To reach its financial goal, the foundation has employed a number of grassroots strategies, such as children raising donations at school-based events.

Johnson says the foundation has raised $1.4 million in donations from churches and synagogues from all over the country. He added that people who believe in King's message have been donating $5 or $10 through the foundation's website, text messages and mail-in donation forms.

"The event is going to happen," Johnson said. "I'm positive. We like to think about the positive."

Aside from finances, the memorial drew criticism after the foundation asked Chinese artist Lei Yixin to design and construct the site. USA Today reported that the organizer's decision to choose an artist from outside of the U.S. and from a communist country was a point of contention for dissenters.

"Dr. King would have wanted us to pick the person who would do the best job regardless of the color," Johnson said. "He said it in his speeches that we should not judge a person by skin but the content of his character."

The memorial features numerous design elements, including a Stone of Hope, a Mountain of Despair and an inscription wall. Stone of Hope and Mountain of Despair are plays on a line from King's famous "I Have a Dream Speech," during which he said, "We shall hew out of the mountain of despair a stone of hope."

The 14 quotes adorning the inscription wall come from some of King's most famous speeches. Johnson said the four central tenets of King -- love, hope, justice and democracy -- were the deciding factors on which quotes made the wall, and the positive quotes will ensure the "living memorial will live on to eternity."

"This will mean something to all people in general regardless of their color," he said. "No gender or race is mentioned in the quotes."

The commemorative site will be the first on the National Mall to honor a person who was not a president or a soldier. This will also be the first time a person of color will be honored with a statue at the D.C. site.

The unveiling event scheduled for Aug. 28 will coincide with the 40th anniversary of the March on Washington and King's "I Have a Dream" speech. The event is expected to feature musical performances by a number of entertainers, including singer Smokey Robinson.

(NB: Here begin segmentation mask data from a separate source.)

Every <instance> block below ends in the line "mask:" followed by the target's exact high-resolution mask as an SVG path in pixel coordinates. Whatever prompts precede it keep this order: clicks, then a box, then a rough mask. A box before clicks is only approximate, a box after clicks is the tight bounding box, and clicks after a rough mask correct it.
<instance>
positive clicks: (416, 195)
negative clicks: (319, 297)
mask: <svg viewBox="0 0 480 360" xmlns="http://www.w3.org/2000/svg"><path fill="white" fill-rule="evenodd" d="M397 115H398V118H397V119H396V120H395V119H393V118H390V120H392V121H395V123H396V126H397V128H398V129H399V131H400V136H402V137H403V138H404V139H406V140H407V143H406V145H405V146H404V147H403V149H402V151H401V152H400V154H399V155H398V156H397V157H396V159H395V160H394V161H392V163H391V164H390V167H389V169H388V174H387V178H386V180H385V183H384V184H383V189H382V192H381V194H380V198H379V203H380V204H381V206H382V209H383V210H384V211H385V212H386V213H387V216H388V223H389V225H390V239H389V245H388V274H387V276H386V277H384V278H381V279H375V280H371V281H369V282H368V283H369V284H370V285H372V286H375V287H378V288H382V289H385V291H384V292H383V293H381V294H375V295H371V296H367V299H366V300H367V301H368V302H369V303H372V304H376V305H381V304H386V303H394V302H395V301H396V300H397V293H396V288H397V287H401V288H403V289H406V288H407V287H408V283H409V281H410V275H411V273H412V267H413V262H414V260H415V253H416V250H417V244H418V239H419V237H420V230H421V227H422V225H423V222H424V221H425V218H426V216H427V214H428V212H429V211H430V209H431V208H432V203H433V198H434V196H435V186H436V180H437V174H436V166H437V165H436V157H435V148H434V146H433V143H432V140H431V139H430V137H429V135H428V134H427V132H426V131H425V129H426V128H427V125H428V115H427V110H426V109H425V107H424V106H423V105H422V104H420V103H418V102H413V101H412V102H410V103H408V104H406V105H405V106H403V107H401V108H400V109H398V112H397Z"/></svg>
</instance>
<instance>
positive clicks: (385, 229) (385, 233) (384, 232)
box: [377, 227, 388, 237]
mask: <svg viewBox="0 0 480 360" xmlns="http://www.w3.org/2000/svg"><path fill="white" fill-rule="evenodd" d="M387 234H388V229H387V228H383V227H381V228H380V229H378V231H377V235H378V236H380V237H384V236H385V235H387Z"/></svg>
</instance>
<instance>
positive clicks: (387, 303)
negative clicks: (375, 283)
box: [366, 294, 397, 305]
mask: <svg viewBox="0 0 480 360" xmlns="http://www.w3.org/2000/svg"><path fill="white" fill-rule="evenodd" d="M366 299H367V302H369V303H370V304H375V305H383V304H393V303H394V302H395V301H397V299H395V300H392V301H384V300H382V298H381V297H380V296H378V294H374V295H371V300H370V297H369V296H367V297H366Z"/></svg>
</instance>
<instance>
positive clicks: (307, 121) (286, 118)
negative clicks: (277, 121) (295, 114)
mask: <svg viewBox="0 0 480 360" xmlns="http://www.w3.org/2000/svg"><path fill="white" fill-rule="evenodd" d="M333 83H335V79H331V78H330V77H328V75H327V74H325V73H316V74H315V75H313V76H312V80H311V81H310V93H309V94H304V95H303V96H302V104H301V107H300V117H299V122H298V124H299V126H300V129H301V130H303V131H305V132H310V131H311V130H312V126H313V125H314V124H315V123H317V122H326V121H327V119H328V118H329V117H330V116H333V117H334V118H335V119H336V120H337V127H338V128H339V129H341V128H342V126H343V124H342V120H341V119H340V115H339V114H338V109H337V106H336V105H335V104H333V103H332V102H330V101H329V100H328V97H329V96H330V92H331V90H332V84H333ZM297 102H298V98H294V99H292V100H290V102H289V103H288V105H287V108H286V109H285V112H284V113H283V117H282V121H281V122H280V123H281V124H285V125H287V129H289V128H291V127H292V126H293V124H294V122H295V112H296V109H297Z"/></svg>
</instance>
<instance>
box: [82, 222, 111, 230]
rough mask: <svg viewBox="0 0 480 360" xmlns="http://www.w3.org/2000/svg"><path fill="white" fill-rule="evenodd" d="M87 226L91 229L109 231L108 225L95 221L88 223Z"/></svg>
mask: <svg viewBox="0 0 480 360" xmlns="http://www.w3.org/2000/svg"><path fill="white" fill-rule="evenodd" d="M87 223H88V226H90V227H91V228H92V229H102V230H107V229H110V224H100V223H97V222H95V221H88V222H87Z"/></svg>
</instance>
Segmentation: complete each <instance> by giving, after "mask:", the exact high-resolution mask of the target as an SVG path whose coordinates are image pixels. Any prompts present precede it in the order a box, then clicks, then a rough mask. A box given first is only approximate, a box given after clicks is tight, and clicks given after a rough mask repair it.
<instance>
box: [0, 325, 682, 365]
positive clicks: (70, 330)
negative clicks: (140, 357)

Some Interesting Facts About the Dr. Martin Luther King, Jr. Memorial:

The address of the memorial is 1964 Independence Avenue. 1964 is the year President Lyndon B. Johnson signed the Civil Rights Act into law.

King's memorial statue is located near the cherry trees on the National Mall, which coincidentally bloom each year around the week King was assassinated.

The Aug. 28 dedication is exactly three years to the day of President Barack Obama's acceptance of the Democratic nomination. The White House announced on Aug. 4 that the president will speak at the unveiling. Former Secretary of State Colin Powell is also scheduled to attend.